TCGA Pheochromocytoma and Paraganglioma (PCPG, Cancer Cell 2017)

Overview

The pcpg_tcga_pub dataset is the TCGA pheochromocytoma and paraganglioma (PCPG) publication cohort, comprising multi-platform molecular profiling of 173 PCC/PGL tumors. Published in Cancer Cell (2017) by the TCGA PCPG Analysis Working Group, it represents the largest integrated genomic characterization of these rare neuroendocrine tumors. The study defines four molecular subtypes (kinase signaling, pseudohypoxia, Wnt-altered, cortical admixture), identifies CSDE1 as a novel somatically-mutated driver, and discovers recurrent fusion genes involving MAML3, BRAF, NGFR, and NF1. Head and neck paragangliomas were excluded due to insufficient post-embolization tumor tissue.

Composition

  • 173 patients with pheochromocytoma (PHC) or paraganglioma (PGNG).
  • 57% female, 43% male; mean age at diagnosis 47 years (range 19–83).
  • 11/173 (6%) had distant metastases; 16/173 (9%) had aggressive disease (distant metastases, positive regional lymph nodes, or local recurrence).
  • Plasma/urine biochemistry available for 144/173 (83%); clinical genetic testing results for 116/173 (67%).
  • Head and neck PGLs excluded (often embolized prior to surgery).
  • Geographic mix includes sporadic and hereditary cases.

Assays / panels (linked)

Papers using this cohort

  • PMID:28162975 — TCGA PCPG Analysis Working Group 2017. Multi-platform characterization of 173 PCC/PGLs; identified CSDE1 as a novel driver, discovered recurrent MAML3/BRAF/NGFR/NF1 fusions, defined four molecular subtypes, and established the Wnt-altered subtype (MAML3 fusions + CSDE1 mutations) as a marker of aggressive/metastatic disease.

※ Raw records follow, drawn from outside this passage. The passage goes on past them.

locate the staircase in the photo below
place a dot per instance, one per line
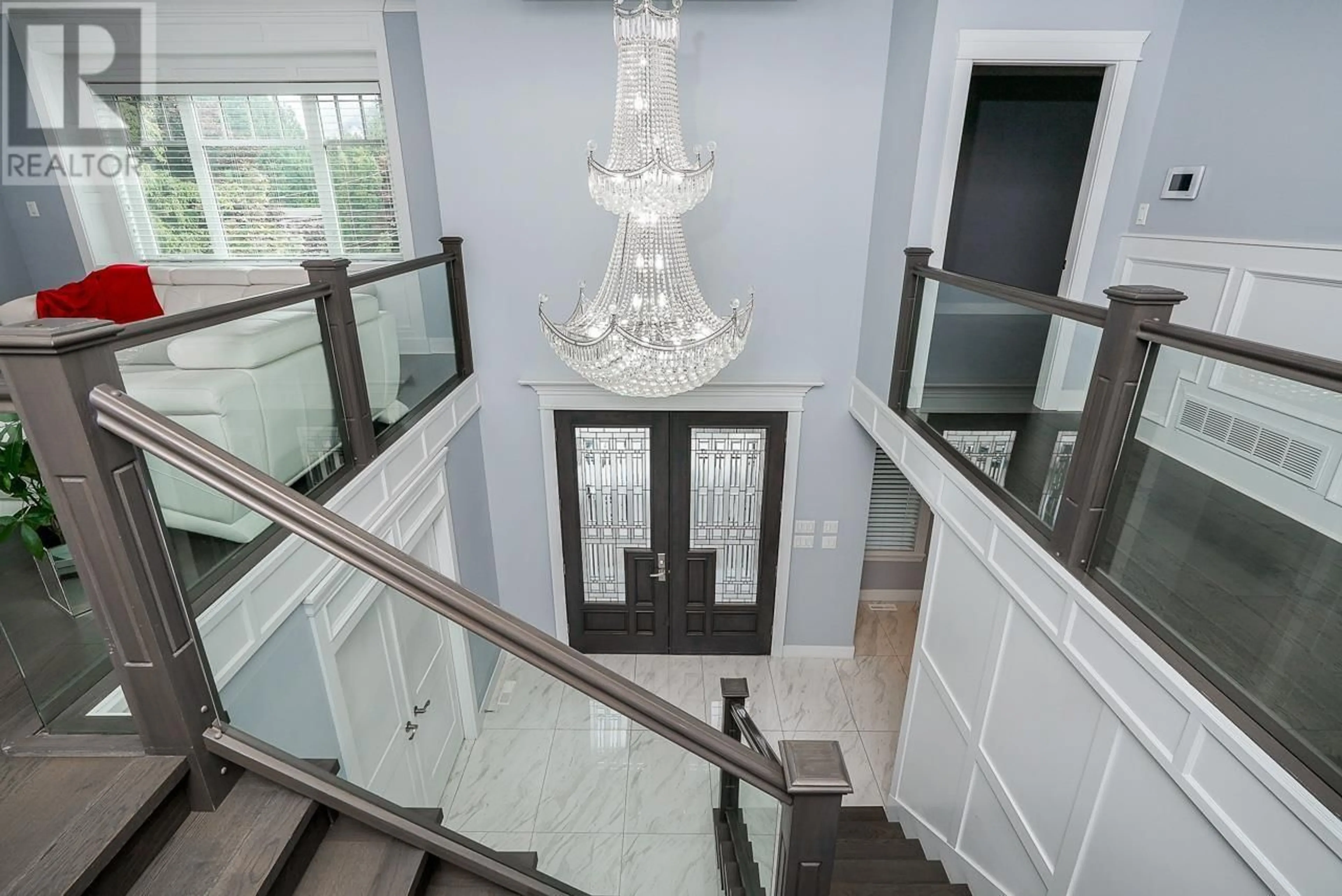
(875, 859)
(123, 827)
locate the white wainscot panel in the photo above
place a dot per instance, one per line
(1147, 837)
(1289, 850)
(990, 842)
(1204, 285)
(1140, 698)
(957, 506)
(1278, 309)
(1038, 731)
(1034, 587)
(932, 753)
(957, 619)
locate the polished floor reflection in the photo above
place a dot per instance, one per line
(618, 811)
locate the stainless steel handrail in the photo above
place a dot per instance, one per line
(179, 447)
(1287, 364)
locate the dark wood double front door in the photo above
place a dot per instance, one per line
(670, 526)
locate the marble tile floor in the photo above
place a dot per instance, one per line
(618, 811)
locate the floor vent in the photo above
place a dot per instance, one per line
(1300, 460)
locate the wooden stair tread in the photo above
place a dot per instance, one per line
(449, 880)
(66, 819)
(864, 848)
(237, 851)
(355, 860)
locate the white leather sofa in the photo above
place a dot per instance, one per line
(257, 387)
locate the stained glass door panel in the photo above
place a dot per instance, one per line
(727, 498)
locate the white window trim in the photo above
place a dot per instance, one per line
(714, 396)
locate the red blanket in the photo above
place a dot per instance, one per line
(120, 293)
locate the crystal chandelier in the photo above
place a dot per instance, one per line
(649, 330)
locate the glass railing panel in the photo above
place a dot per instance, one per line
(407, 340)
(1004, 384)
(762, 817)
(1225, 530)
(258, 388)
(59, 656)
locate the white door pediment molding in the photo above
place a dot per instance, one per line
(716, 396)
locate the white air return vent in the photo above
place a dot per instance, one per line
(1273, 449)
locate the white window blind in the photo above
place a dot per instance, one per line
(258, 176)
(893, 519)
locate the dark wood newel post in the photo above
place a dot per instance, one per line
(818, 780)
(1105, 419)
(906, 330)
(100, 490)
(344, 359)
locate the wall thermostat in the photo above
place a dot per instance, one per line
(1183, 182)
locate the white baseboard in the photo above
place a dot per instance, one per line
(490, 693)
(818, 651)
(902, 596)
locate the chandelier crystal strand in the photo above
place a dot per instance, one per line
(649, 330)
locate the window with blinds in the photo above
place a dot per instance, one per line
(893, 519)
(258, 176)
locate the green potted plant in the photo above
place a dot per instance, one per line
(31, 517)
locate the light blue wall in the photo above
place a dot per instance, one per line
(792, 92)
(901, 125)
(473, 537)
(280, 697)
(1253, 93)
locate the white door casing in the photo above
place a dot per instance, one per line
(714, 396)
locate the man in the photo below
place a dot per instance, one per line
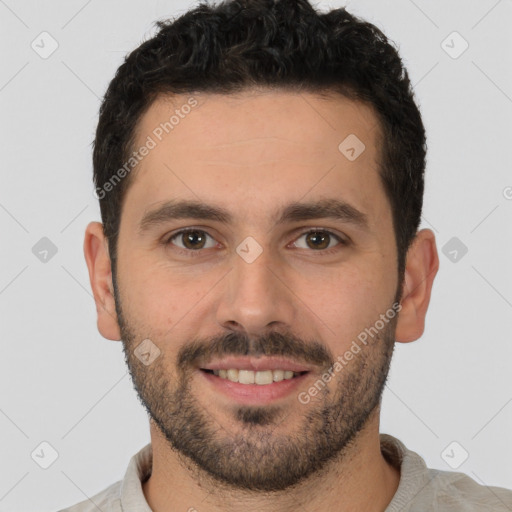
(259, 167)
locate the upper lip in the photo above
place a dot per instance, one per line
(256, 364)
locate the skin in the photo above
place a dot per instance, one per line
(252, 154)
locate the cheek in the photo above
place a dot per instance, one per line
(348, 300)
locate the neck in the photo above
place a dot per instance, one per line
(361, 479)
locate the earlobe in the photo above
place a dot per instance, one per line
(100, 276)
(420, 270)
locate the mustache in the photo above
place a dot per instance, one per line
(274, 343)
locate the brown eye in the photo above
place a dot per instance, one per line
(191, 239)
(319, 240)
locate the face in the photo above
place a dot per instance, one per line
(289, 260)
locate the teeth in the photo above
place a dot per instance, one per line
(233, 375)
(250, 377)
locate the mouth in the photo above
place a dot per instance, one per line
(262, 377)
(255, 380)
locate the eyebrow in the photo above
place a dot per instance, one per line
(334, 209)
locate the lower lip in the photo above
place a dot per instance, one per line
(255, 393)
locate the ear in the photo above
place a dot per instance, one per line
(100, 275)
(420, 270)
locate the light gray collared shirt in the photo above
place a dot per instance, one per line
(420, 489)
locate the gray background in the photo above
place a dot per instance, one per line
(62, 383)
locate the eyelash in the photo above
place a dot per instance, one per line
(191, 253)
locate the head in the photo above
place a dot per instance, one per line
(250, 123)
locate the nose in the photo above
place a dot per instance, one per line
(257, 297)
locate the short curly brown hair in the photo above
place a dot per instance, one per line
(280, 44)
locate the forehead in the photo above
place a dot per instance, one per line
(256, 148)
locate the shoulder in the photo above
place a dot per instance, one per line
(454, 491)
(422, 488)
(107, 500)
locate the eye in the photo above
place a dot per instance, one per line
(192, 239)
(320, 240)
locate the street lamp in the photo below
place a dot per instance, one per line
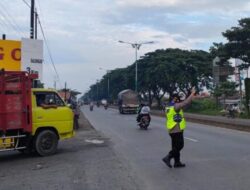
(108, 71)
(137, 47)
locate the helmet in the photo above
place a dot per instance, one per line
(175, 97)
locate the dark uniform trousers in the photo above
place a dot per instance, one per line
(177, 145)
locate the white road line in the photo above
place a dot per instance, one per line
(194, 140)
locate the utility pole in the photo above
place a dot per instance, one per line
(65, 92)
(137, 47)
(32, 10)
(36, 16)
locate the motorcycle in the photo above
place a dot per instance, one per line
(91, 107)
(144, 122)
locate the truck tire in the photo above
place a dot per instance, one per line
(46, 143)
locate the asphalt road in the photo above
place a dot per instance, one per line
(85, 162)
(216, 158)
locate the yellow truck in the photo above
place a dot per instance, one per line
(31, 119)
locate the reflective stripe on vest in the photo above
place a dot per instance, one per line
(173, 118)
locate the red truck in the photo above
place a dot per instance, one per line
(26, 124)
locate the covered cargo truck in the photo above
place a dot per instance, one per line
(31, 119)
(128, 101)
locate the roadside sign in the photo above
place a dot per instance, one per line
(10, 55)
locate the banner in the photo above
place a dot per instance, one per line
(10, 55)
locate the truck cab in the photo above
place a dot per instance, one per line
(31, 119)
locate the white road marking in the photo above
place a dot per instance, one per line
(94, 141)
(194, 140)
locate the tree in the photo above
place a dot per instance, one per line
(238, 45)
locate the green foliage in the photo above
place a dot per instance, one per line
(159, 72)
(227, 88)
(204, 106)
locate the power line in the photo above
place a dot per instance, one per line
(49, 52)
(27, 3)
(10, 19)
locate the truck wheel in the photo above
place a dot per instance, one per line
(46, 143)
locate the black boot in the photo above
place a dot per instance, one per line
(167, 160)
(179, 165)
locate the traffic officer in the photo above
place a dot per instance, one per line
(175, 124)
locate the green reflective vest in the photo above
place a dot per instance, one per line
(173, 118)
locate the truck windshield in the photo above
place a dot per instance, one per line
(48, 98)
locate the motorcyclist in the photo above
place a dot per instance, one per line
(144, 110)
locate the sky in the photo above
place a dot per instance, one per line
(82, 35)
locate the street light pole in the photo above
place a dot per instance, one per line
(107, 71)
(137, 47)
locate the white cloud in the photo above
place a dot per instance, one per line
(83, 35)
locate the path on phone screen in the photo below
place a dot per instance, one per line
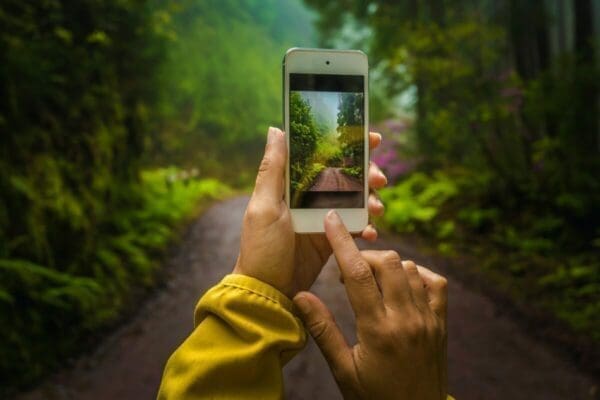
(332, 179)
(490, 355)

Notable findings derived from this cohort

  • A driver mutation, fusion gene, or copy-number alteration was identified in 95% of PCC/PGLs PMID:28162975.
  • Pathogenic germline mutations in eight known susceptibility genes detected in 46/173 (27%): SDHB (9%), RET (6%), VHL (4%), NF1 (3%); rarer germline events in SDHD, MAX, EGLN1, TMEM127 PMID:28162975.
  • Low somatic mutation rate (mean 0.67 mutations/Mb), among the lowest across TCGA cancer types PMID:28162975.
  • Five MutSig2-significant somatic driver genes (q<0.05): HRAS, NF1, EPAS1, RET, and newly identified CSDE1 PMID:28162975.
  • Recurrent fusion genes: UBTFMAML3 (7 tumors), TCF4MAML3 (1 tumor), KIAA1737–NGFR, RUNDC1–BRAF, NF1–RAB11FIP4; 10 tumors total were MAML3 fusion-positive PMID:28162975.
  • Four mRNA expression subtypes: kinase signaling (NF1/RET/HRAS/TMEM127-enriched), pseudohypoxia (SDH/VHL/EPAS1-enriched), Wnt-altered (MAML3 fusions + CSDE1 mutations, associated with aggressive disease and metastasis), cortical admixture (elevated adrenocortical markers, MAX germline mutations) PMID:28162975.
  • Wnt-altered subtype MAML3 fusion-positive tumors overexpressed MAML3 2.7-fold (p<5e-6), showed expansive hypomethylation (4,229 significant probes), and activated Wnt/Hedgehog signaling (WNT4, WNT5A, GLI2) PMID:28162975.
  • Markers of poor aggressive-disease-free survival: MAML3 fusion, SDHB germline mutation, somatic SETD2 or ATRX mutation, high somatic mutation total, Wnt-altered and pseudohypoxia mRNA subtypes, hypermethylated DNA methylation subtype PMID:28162975.

Sources

  • cBioPortal study: pcpg_tcga_pub
  • Published: TCGA PCPG Analysis Working Group, Cancer Cell 2017.